O responsável acusa o Ministério da Educação e Ciência de estar preocupado «em lançar o valor da prova» e, a quatro semanas da realização da mesma, não estar preocupado em dizer «qual o objetivo, conteúdo e critérios de avaliação» da mesma.

«Como professores sabemos que ninguém vai fazer um exame sem saber quais os conteúdos em que vai incidir. Lamentamos que o Ministério esteja a fazer mais uma bolsa de dinheiro para si próprio e para o Governo e nem sequer lance os conteúdos em que se vai cingir», afirmou.
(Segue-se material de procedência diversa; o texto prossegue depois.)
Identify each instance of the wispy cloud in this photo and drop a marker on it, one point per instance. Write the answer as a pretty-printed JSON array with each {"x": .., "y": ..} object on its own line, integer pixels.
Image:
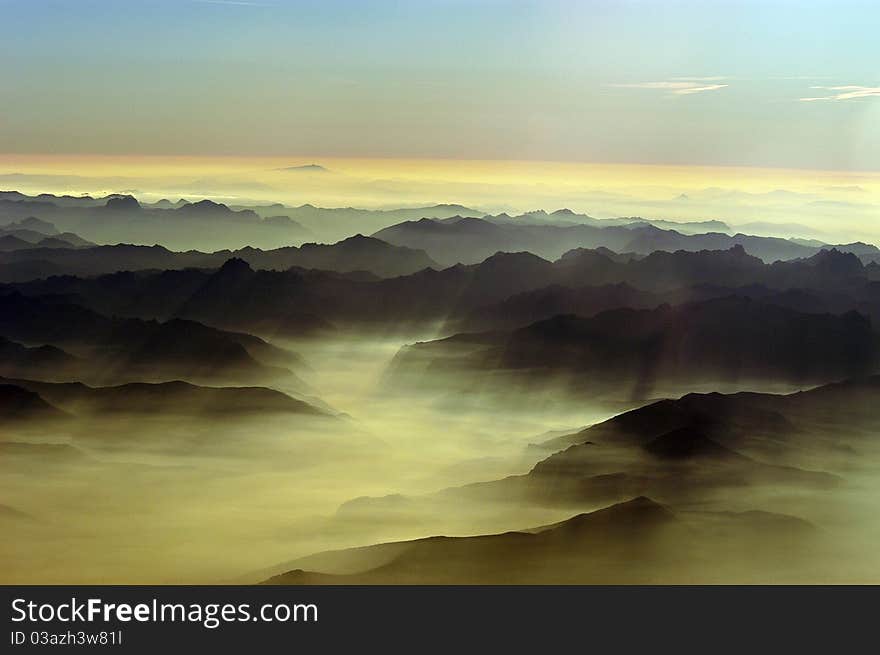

César Paulo criticou também o facto do exame aos professores contratados estar marcado para 18 de dezembro, um dia após o final do primeiro período, altura que considera que os professores devem estar preocupados em avaliar os alunos.

«Trata-se de mais uma incongruência. O Ministério há pouco legislou sobre os serviços mínimos aos exames nacionais e agora lança uma prova de avaliação quando os professores estão a avaliar os alunos e deviam estar sossegados para fazer uma avaliação criteriosa», explicou.

No despacho publicado terça-feira no Diário da República, o ministro da Educação, Nuno Crato, determina que «o valor a pagar pela inscrição na prova, incluindo a componente comum e uma componente específica, é fixado em 20 euros».